Samsung has put in Rs. 4,915 crore in expanding the unit, this unit will also make products that will be sold not only in India but also will be exported to Europe, West Asia and Africa. An expansion of up to 35 acres adjacent to the existing unit has been made.The company is currently making 67 million smartphones in India and with the new plant being functional, it is expected to manufacture nearly 120 million mobile phones. Not just mobiles, the expansion of the current facility will double Samsung’s production capacity of consumer electronics like refrigerators and flat panel televisions, further consolidating the company’s leadership in these segments. Samsung, in India for 20 years, has two factories in Noida and Tamil Nadu, where it makes 90% of the handsets it sells in the country. It employs some 45,000 employees.

GD Sharma, from the Centre of Indian Trade Unions (CITU) while speaking to NewsClick talked about the conditions of workers in the Samsung factory in Noida, he said the employees are often made to work for upto 12 hours. About 1000 workers in the factory are contract workers, who are not paid even minimum wages, and don’t get any of the benefits enjoyed by the permanent workers. Workers who in the past have attempted to unionise were fired by the company and currently there is no union in the factory.

Regarding the conditions of workers in an LG electronics factory in Greater Noida, the Public Union of Democratc Rights had issued a report in 2016. In the report, PUDR highlighted the conditions of working people there. According to the report the workers have nearly stagnant wages and strenuous work conditions. The report shed light on how each worker in the factory put in about 25-40 minutes of extra work each day, which was completely unpaid for.

“…… The rise in intensity of work can be gauged by the fact that around 2003-05 nearly 300 workers produced 1000 units of products per day but today, the production has risen to 2500 units whereas the number of workers undertaking this production has fallen to 180.“ the report said.

The report also showed how the company used various tricks to prevent the workers from forming a trade union, which is a fundamental right granted by the constitution.
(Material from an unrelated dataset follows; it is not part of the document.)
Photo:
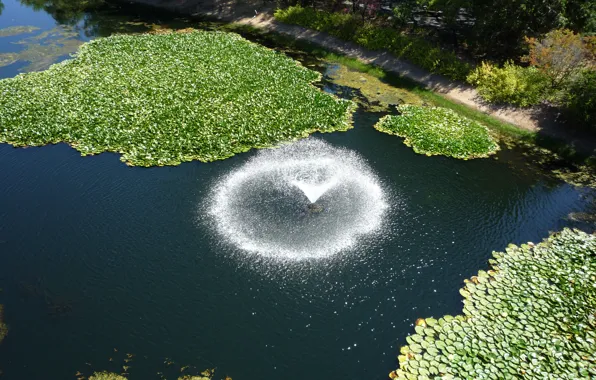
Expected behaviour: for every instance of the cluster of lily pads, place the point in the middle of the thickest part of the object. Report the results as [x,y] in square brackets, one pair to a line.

When the workers made a charter of demands and elected 11 representatives for negotiation and registration of their trade union, the management started paying 150 employees, including the representatives, a ‘supervisory allowance’(without changing their actual wages). They also refused to see the workers’ charter of demands. The matter was taken up by the Deputy Labour Commissioner (DLC), where the management opposed the demands by saying that some of the leaders had no right to ‘represent’ the workers as they were receiving salaries as per supervisory grade and were performing supervisory roles. The DLC ruled in favour of the management. Further, based on the order of the DLC, the workers’ application for registration of the Union was also rejected.

The new Samsung factory is being looked on by many as a victory of the ‘Make in India’ scheme, however this is far from the truth, in fact, the electronic devices would not be made in the factory units but merely will be assembled there, while the component parts will be sourced from other samsung outlets located abroad. It is well known that multinational corporations set up units in developing countries primarily because of the availability of cheap labour.

According to Hari Om Rai, chairman and managing director of LAVA, an Indian Smartphone company “... India has a large consumption base, low labour wages, minimal skill-sets required in electronics manufacturing and large pool of software engineers. This puts India at an advantageous position to become the global hub for electronics manufacturing.”

The Modi government, under the pretext of ‘ease of doing business’, has diluted several labour laws, which allows companies to carry out unhindered exploitation of the workers.